Its unit Fosun Tourism Group, which includes Club Med as well as a luxury resort in the southern Chinese seaside city of Sanya, did not give details of the share offering in a prospectus released late on Monday.
The sources, who declined to be named because the details of the deal are not yet public, said the company aimed to raise between $500 million and $700 million in the IPO later this year.
It was not clear how much of the company would be offered to the market.
Fosun Tourism didn’t immediately respond to a request for comment.
Tourism is a key profit growth driver for its parent, Fosun International, which won control of Club Med in 2015 for 939 million euros ($1.09 billion) after what was then France’s longest takeover saga lasting almost two years.
Fosun reorganised its businesses in 2016, creating Fosun Tourism Group and paving the way for the latter’s listing plan.
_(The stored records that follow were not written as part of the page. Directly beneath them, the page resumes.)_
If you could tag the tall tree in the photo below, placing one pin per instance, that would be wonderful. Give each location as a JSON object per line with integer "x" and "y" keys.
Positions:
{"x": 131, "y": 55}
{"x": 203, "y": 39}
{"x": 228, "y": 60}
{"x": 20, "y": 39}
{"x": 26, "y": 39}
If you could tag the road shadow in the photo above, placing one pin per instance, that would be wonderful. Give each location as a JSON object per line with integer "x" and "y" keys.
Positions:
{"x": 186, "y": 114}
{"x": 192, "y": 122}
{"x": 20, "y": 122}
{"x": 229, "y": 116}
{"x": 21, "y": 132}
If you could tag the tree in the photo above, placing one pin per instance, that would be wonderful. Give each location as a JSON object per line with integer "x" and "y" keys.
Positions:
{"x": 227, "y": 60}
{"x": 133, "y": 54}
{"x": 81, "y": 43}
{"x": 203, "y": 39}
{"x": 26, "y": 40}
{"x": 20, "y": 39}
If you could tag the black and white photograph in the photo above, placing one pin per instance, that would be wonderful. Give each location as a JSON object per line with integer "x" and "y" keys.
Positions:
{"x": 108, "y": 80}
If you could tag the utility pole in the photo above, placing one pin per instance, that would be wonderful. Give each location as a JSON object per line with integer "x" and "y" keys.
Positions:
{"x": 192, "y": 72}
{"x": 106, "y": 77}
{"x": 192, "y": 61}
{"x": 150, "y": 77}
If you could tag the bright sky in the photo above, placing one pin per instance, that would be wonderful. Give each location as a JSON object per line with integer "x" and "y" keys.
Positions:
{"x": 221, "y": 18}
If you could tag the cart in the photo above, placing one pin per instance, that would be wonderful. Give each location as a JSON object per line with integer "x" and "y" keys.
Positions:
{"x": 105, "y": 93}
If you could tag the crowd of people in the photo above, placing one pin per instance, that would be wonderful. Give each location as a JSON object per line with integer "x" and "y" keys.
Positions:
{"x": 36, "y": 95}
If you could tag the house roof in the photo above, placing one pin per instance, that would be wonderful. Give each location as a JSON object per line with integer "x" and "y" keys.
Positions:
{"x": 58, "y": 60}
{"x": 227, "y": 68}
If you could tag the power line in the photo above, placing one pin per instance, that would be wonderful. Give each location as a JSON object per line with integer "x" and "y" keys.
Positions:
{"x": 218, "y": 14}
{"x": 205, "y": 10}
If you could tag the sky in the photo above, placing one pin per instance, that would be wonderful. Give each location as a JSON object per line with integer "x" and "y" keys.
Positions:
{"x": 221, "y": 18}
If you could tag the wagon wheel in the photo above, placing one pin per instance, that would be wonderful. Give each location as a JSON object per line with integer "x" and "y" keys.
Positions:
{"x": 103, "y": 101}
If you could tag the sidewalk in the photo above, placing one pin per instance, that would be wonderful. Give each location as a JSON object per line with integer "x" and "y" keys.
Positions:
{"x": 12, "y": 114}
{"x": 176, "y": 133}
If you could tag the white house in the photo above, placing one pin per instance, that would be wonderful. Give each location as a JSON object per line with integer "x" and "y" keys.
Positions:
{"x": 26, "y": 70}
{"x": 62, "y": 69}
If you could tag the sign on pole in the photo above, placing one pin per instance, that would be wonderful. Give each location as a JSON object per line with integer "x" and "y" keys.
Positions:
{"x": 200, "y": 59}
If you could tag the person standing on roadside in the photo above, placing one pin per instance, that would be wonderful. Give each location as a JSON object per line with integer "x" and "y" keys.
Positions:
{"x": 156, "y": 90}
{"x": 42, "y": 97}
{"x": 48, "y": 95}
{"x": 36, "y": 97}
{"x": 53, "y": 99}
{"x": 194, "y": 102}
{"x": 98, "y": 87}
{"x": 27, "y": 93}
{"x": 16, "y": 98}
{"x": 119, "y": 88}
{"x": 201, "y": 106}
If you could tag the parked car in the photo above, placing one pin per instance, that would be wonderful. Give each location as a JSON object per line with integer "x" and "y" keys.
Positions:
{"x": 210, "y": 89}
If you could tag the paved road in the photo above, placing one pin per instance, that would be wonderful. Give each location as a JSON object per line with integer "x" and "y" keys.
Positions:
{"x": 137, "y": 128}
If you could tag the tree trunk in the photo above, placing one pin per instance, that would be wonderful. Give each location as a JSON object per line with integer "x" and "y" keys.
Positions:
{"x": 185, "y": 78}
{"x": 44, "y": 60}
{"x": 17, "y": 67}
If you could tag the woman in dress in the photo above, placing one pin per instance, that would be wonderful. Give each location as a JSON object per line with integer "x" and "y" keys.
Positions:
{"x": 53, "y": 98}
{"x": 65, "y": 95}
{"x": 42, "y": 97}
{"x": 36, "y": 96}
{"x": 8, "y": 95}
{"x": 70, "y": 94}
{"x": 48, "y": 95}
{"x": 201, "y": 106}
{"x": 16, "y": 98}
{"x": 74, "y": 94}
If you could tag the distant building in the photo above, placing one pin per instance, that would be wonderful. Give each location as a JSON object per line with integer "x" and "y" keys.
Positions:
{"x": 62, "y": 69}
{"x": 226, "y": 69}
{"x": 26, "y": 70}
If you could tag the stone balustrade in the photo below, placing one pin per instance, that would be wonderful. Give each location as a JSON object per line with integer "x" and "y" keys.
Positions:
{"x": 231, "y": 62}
Club Med now operates in more than 40 countries and has resorts in more than 26 countries and regions, according to the prospectus.
The IPO proceeds will be used mainly to expand the existing business, acquire rights to additional land, fund potential investments and repay outstanding bank loans, the group said in the draft prospectus posted on the HKEX website.
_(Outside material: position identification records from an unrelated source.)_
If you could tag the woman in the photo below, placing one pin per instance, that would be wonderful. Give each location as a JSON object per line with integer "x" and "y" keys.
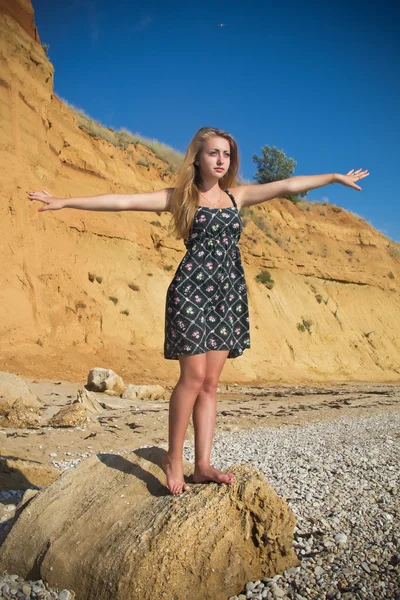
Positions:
{"x": 206, "y": 307}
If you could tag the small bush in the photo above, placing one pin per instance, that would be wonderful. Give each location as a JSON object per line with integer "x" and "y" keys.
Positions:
{"x": 394, "y": 250}
{"x": 305, "y": 325}
{"x": 265, "y": 278}
{"x": 142, "y": 163}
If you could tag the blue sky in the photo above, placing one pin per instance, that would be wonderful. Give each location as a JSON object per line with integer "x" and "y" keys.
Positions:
{"x": 319, "y": 80}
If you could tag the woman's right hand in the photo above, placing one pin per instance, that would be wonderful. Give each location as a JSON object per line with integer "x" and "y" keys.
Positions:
{"x": 51, "y": 203}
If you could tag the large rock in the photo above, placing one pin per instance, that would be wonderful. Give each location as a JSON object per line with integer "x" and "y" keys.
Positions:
{"x": 14, "y": 388}
{"x": 19, "y": 416}
{"x": 110, "y": 530}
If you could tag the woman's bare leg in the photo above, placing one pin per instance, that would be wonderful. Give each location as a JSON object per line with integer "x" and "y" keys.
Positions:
{"x": 204, "y": 417}
{"x": 193, "y": 369}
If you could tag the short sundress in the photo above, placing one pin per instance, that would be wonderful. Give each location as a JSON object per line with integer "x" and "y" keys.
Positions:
{"x": 206, "y": 304}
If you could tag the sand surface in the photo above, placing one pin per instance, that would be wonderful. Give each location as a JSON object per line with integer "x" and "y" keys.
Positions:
{"x": 125, "y": 425}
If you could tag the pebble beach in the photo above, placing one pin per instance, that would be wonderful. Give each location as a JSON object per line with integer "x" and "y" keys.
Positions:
{"x": 341, "y": 480}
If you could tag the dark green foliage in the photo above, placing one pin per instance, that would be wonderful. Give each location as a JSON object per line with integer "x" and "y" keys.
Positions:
{"x": 274, "y": 165}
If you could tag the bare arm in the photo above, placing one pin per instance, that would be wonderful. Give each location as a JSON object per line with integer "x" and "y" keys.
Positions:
{"x": 157, "y": 201}
{"x": 247, "y": 195}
Citigroup, CLSA and JPMorgan are the joint IPO sponsors.
The planned listing comes as tourism assumes a bigger role in China’s plans to develop a consumption-driven economy less reliant on investment and exports. Beijing has set a goal to raise tourism revenue to 7 trillion yuan ($1.03 trillion) by 2020, from 5.3 trillion yuan last year.
Fosun was co-founded by Guo Guangchang, China’s self-styled version of American billionaire investor Warren Buffett.
Like other acquisitive Chinese conglomerates, Fosun has faced increased regulatory scrutiny of its debt-fuelled, big-ticket foreign deals and is now pursuing a development path more aligned with government priorities.
In April, Fosun launched its $1.74 billion Atlantis Sanya resort in Hainan, a southernmost province known as China’s Hawaii and targeted by the government for tourism development.
Fosun executive Qian Jiannong told Reuters in May that he wanted to make the Sanya resort a destination for middle class Chinese tourists looking for a getaway.
According to the draft prospectus, Fosun Tourism’s loss narrowed to 135 million yuan ($20 million) in the first half of 2018, from 189 million yuan in the same period a year earlier.
Revenue at its resorts business — which includes Club Med — rose 9 per cent to 11.8 billion yuan in 2017, the latest full year reported by the firm.